Defensive coordinator Paul Guenther, a potential candidate to replace Lewis had the team changed head coaches, will leave the organization to pursue opportunities elsewhere, a source told ESPN.
Guenther has an expiring contract, and he is expected to be a leading candidate to become defensive coordinator with the Oakland Raiders?when Jon Gruden takes that job, a source told ESPN's Adam Schefter.
The Bengals rarely pursue big names in free agency and prefer to build through the draft. They've also lost some of their best players to other teams, including Andrew Whitworth, Kevin Zeitler and Marvin Jones, all of whom would have likely helped their last-place offense.
Although the 11th-hour return is surprising, there is a precedent for it. Lewis last went into the final year of a contract in 2010, but he ended up returning. Lewis and Brown had not come to an agreement prior to that season, partially because Lewis was seeking some concessions from Brown, including more control of personnel.
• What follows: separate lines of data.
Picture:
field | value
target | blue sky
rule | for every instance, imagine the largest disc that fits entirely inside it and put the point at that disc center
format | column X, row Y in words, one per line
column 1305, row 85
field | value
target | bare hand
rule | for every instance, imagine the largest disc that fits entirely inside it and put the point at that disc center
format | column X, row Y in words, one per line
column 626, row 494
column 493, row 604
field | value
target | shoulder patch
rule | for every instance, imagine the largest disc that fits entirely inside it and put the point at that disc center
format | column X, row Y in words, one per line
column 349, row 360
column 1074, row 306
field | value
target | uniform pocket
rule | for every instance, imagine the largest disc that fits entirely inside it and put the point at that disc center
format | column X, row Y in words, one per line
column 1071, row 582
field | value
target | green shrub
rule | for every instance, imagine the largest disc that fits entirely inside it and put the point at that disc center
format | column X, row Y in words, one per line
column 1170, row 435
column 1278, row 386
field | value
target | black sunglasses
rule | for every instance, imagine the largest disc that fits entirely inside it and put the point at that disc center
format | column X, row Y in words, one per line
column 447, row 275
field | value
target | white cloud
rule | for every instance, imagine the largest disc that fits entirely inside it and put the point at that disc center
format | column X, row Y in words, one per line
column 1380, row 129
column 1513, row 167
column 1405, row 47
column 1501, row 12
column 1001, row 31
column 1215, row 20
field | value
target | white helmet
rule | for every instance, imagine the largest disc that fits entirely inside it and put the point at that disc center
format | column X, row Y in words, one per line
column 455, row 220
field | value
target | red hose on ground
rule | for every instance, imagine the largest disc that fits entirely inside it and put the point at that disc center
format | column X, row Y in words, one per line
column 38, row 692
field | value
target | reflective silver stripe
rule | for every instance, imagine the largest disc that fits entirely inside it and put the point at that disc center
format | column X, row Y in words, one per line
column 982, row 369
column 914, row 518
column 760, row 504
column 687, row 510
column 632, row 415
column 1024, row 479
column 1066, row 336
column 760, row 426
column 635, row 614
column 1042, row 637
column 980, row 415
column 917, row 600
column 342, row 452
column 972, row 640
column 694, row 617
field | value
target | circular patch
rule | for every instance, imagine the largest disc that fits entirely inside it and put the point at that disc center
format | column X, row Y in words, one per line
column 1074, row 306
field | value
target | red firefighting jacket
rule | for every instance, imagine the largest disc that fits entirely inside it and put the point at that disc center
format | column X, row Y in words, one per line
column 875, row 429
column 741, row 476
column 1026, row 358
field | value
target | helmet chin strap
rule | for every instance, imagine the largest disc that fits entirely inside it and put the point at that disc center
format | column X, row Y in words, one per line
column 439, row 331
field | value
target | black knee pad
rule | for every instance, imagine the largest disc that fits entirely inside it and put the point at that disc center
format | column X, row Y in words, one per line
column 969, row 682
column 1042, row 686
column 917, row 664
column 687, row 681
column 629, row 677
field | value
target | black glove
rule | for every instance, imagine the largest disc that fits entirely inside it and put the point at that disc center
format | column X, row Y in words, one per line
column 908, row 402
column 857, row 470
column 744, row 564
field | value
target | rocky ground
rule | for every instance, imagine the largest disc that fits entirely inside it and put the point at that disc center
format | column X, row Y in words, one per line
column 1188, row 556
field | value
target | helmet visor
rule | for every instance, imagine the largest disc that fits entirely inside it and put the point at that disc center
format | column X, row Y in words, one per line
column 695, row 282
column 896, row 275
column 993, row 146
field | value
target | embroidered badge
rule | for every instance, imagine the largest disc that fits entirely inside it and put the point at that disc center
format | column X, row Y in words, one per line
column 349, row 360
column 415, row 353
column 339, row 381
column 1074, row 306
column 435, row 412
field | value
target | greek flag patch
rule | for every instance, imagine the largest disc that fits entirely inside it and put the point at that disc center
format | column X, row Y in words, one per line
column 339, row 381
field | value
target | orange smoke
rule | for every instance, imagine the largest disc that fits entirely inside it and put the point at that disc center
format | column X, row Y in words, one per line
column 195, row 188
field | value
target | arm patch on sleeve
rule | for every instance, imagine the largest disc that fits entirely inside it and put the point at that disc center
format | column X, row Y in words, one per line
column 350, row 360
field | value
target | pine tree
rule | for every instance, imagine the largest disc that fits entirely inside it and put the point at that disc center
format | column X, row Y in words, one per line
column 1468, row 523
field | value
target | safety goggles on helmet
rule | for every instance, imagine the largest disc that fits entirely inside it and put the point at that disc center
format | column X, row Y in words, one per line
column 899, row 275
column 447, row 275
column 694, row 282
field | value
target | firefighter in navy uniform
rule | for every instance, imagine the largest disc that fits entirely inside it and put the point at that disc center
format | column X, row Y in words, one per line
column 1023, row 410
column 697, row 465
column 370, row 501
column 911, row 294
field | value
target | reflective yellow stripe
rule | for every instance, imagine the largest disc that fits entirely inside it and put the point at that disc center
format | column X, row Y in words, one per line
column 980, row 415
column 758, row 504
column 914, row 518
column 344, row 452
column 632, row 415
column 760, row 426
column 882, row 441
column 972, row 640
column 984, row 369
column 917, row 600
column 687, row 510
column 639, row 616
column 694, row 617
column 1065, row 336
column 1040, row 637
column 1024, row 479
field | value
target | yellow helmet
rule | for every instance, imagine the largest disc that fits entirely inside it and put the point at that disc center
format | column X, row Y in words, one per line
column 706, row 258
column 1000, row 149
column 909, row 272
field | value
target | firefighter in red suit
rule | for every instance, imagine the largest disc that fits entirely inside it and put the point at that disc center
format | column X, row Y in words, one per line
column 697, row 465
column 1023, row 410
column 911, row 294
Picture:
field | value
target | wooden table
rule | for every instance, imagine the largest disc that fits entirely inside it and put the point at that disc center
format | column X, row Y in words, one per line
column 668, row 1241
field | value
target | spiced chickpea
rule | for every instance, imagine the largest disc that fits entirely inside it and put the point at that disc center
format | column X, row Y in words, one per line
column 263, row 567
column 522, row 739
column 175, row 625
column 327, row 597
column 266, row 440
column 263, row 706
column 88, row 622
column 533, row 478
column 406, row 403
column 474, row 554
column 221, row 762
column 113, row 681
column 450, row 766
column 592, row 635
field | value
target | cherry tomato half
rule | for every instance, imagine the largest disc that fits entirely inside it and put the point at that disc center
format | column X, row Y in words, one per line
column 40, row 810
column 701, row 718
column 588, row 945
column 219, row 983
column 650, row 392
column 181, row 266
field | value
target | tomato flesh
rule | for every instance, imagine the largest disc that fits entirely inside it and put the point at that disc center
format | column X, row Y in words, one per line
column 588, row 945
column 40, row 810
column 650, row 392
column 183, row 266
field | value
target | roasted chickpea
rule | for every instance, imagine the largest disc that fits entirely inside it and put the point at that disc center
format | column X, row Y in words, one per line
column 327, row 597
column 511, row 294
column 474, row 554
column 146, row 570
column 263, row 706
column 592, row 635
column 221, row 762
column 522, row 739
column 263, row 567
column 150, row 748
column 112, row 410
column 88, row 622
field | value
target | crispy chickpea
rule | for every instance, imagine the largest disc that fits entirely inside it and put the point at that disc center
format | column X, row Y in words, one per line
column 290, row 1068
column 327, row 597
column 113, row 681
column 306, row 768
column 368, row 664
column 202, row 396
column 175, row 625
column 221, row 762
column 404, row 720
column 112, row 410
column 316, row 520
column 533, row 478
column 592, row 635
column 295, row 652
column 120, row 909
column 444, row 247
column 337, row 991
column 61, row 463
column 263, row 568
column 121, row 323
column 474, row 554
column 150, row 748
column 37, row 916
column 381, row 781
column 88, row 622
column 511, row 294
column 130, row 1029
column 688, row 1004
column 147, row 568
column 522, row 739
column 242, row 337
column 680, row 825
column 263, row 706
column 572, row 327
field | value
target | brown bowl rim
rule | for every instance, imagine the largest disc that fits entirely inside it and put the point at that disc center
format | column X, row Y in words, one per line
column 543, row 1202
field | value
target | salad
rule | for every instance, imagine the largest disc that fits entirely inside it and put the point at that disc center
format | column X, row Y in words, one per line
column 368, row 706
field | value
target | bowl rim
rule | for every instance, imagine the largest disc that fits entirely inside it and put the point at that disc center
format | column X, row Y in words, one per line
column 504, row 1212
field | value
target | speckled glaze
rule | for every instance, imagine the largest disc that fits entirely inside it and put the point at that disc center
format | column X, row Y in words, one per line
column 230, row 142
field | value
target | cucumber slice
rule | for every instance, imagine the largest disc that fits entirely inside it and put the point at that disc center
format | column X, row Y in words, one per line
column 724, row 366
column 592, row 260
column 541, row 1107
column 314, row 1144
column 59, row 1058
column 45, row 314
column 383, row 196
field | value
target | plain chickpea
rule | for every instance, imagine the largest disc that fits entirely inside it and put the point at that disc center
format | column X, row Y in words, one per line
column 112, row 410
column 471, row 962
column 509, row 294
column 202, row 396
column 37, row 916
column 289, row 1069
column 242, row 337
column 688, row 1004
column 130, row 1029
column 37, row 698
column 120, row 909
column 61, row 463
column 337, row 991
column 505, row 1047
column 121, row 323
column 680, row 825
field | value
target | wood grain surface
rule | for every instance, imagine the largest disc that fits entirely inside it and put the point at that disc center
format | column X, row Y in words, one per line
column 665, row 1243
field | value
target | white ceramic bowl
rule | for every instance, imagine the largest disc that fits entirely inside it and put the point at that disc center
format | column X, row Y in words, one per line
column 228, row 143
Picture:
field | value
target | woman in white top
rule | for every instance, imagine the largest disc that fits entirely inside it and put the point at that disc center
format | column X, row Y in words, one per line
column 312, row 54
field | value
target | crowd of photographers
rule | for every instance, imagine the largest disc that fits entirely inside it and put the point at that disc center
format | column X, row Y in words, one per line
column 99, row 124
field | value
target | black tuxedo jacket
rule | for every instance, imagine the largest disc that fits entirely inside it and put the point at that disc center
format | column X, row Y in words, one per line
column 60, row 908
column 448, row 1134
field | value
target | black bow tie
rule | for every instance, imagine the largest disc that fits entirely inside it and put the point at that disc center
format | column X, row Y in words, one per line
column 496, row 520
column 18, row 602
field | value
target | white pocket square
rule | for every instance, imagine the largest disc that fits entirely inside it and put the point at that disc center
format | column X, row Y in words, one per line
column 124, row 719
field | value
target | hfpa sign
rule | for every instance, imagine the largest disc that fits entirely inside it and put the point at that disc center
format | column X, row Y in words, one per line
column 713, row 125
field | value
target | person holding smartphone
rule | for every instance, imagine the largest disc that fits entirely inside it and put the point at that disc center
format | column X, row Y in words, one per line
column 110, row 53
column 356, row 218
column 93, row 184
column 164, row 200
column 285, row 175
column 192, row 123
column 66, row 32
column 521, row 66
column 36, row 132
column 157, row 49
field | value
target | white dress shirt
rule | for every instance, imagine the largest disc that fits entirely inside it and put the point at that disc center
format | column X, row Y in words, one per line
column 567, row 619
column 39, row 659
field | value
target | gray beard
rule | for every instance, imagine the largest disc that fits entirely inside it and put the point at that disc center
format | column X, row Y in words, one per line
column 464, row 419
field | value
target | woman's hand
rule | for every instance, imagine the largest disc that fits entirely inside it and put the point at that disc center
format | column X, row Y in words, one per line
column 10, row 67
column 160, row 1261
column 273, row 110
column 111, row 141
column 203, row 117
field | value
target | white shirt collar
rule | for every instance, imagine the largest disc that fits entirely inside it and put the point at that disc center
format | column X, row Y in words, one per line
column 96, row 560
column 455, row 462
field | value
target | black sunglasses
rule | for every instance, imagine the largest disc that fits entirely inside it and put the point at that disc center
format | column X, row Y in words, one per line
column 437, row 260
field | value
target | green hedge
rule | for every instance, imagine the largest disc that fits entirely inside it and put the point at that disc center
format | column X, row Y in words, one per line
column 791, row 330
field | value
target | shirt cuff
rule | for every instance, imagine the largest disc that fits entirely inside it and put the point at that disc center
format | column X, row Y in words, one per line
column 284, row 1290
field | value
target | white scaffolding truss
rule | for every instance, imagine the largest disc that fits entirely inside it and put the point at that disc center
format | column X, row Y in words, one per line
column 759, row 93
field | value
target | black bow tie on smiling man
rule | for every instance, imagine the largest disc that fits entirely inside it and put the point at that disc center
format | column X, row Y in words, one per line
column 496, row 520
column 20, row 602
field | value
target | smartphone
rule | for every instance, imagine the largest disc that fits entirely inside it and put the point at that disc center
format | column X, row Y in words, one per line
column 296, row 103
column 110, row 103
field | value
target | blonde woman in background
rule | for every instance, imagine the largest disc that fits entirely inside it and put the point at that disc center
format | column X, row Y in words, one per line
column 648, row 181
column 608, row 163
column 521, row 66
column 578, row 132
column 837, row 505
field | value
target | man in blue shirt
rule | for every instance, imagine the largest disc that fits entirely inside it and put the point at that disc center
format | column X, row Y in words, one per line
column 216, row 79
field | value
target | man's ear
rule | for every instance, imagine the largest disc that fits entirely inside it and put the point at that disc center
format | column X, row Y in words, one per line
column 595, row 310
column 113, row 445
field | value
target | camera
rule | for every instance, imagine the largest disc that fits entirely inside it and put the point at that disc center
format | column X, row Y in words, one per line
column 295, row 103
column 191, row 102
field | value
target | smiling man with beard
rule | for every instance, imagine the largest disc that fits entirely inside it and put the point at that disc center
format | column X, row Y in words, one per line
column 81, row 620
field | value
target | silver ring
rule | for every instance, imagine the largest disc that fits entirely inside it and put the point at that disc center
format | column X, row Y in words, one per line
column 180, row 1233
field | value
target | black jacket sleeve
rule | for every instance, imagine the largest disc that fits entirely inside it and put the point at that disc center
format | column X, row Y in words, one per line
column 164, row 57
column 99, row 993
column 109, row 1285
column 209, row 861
Lewis and Brown decided to move forward together after two days of discussions following a 4-12 finish that season.
The Bengals began their run of success after that, drafting quarterback Andy Dalton and wide receiver A.J. Green and making a run of five straight playoff berths.
Lewis helped rebuild a Bengals franchise that was considered an NFL's laughingstock when he accepted the job in 2003. The Bengals have won four AFC North titles under Lewis.
He has posted a 125-112-3 record in his 15 seasons and is the Bengals' all-time leader in wins, losses and postseason appearances.?He is the only coach in NFL history to lose his first seven postseason games, according to the Elias Sports Bureau.